On Behalf of | Oct 5, 2017 | Child Support |

For many Pennsylvania residents going through a divorce, next year’s tax return is likely the furthest thing from their minds. However, it is important to understand the implications that various divorce decisions will have on one’s tax obligations. In regard to child custody and child support, there are numerous ways that a parent’s tax return might be impacted.

For example, the issue of which parent has the right to claim a child as a dependent should be discussed during divorce negotiations. Many parents assume that the custodial parent will automatically receive the right to claim children as dependents. However, this is not the case. Parents can negotiate this matter the same way that they might negotiate all other aspects of their divorce and custody agreement.

For example, there are cases in which one parent would receive a far greater benefit from claiming a child as a dependent than the other parent. In such a case, the couple can negotiate a settlement in which the noncustodial parent retains the right to claim one or more children as a dependent. The other parent might receive a greater share of assets or other advantages to offset that tax benefit.

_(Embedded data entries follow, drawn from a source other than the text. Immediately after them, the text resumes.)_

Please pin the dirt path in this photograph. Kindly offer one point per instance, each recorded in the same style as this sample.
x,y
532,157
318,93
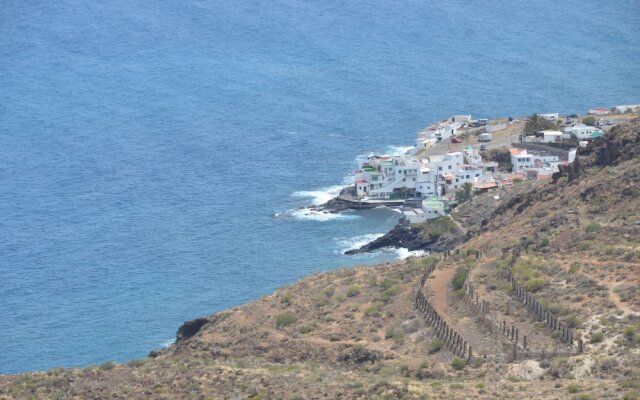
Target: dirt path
x,y
440,287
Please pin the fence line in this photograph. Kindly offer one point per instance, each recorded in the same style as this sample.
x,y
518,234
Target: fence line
x,y
452,339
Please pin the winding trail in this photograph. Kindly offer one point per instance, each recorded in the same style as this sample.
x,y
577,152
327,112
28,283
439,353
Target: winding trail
x,y
440,287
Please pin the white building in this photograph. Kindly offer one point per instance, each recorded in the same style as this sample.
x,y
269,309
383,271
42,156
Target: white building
x,y
461,118
598,111
626,108
550,116
522,161
495,128
581,131
551,136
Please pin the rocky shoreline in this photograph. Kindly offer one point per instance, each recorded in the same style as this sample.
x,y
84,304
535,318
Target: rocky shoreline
x,y
412,238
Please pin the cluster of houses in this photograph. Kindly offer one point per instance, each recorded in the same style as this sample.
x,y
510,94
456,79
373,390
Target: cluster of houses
x,y
406,176
425,186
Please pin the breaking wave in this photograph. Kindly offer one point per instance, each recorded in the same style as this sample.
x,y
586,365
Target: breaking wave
x,y
404,253
320,196
316,214
356,242
397,150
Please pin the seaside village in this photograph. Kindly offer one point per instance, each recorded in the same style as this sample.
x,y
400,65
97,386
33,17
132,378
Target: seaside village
x,y
428,185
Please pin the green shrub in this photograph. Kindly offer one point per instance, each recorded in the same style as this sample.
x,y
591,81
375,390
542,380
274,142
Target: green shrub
x,y
573,321
631,384
629,333
137,363
372,311
458,363
389,293
285,319
306,328
436,345
597,338
354,290
535,284
107,366
574,267
593,227
584,245
395,333
458,279
285,298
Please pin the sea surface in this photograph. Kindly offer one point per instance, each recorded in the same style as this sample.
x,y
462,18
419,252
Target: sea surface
x,y
153,155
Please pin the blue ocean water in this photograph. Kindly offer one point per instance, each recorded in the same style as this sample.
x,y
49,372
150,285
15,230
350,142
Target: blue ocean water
x,y
152,154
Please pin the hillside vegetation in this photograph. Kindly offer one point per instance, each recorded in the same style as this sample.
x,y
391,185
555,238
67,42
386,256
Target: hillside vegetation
x,y
356,333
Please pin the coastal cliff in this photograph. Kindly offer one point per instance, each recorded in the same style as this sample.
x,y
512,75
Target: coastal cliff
x,y
569,249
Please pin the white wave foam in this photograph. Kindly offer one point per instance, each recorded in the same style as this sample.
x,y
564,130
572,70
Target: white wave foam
x,y
357,241
398,150
320,196
316,215
404,253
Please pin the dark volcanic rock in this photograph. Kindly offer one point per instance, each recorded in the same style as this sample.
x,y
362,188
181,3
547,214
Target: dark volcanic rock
x,y
190,328
411,238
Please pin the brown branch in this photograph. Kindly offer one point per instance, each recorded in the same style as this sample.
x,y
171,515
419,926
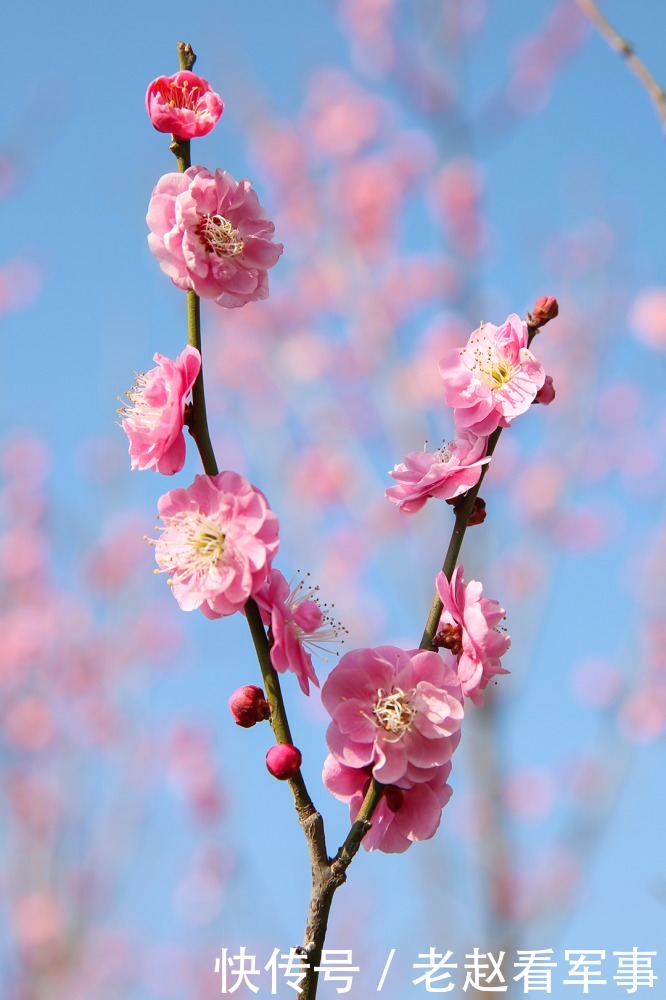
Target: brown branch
x,y
655,91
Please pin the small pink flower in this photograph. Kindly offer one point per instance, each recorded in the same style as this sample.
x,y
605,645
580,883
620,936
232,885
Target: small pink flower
x,y
296,622
493,379
468,627
210,234
218,541
404,814
154,422
447,473
398,712
184,104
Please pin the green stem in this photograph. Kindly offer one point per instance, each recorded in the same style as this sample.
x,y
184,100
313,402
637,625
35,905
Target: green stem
x,y
326,880
198,422
279,720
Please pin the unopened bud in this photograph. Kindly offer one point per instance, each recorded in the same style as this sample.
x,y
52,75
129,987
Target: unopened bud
x,y
478,513
283,761
248,706
449,637
546,393
545,309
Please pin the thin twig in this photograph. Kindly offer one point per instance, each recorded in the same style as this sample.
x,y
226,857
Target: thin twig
x,y
655,91
327,874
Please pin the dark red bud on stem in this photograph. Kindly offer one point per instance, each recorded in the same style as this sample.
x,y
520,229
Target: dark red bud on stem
x,y
546,393
283,761
478,513
545,309
248,706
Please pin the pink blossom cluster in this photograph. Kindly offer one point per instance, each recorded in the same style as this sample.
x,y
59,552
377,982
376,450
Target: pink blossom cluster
x,y
493,379
154,421
488,382
469,628
297,625
218,540
211,235
184,104
396,718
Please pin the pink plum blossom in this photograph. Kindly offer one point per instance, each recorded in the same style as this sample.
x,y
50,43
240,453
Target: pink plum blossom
x,y
404,814
184,104
210,234
296,621
493,379
396,711
154,422
468,627
218,541
447,473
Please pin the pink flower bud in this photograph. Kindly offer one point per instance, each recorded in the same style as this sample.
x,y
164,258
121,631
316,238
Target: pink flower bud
x,y
184,104
248,706
546,393
283,761
545,309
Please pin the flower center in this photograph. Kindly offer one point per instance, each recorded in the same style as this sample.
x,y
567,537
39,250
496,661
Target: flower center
x,y
443,455
191,543
143,414
393,711
181,96
492,369
220,236
305,606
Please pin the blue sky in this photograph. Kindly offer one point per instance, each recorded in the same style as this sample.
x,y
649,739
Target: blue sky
x,y
86,160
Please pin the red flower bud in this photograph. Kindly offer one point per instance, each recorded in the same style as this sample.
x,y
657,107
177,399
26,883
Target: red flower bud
x,y
283,761
546,393
478,513
248,706
545,309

In regard to child support, parents must understand that support from one party to the other is neither tax-deductible nor considered income. While alimony payments can be included in one’s tax return as deductions or income, child support is not handled in the same manner. Understanding this in advance of negotiations can help both parties have a better understanding of their financial future.

When it comes to child custody and child support, Pennsylvania parents should take the time to sit down with their attorney or financial advisor to learn how their tax obligation will be impacted by the upcoming shift in family structure. As with all financial matters, being fully informed is the best way to reach a positive outcome. The years following a divorce require a degree of readjustment when it comes to financial planning, and understanding what to expect can make it far easier to navigate that process.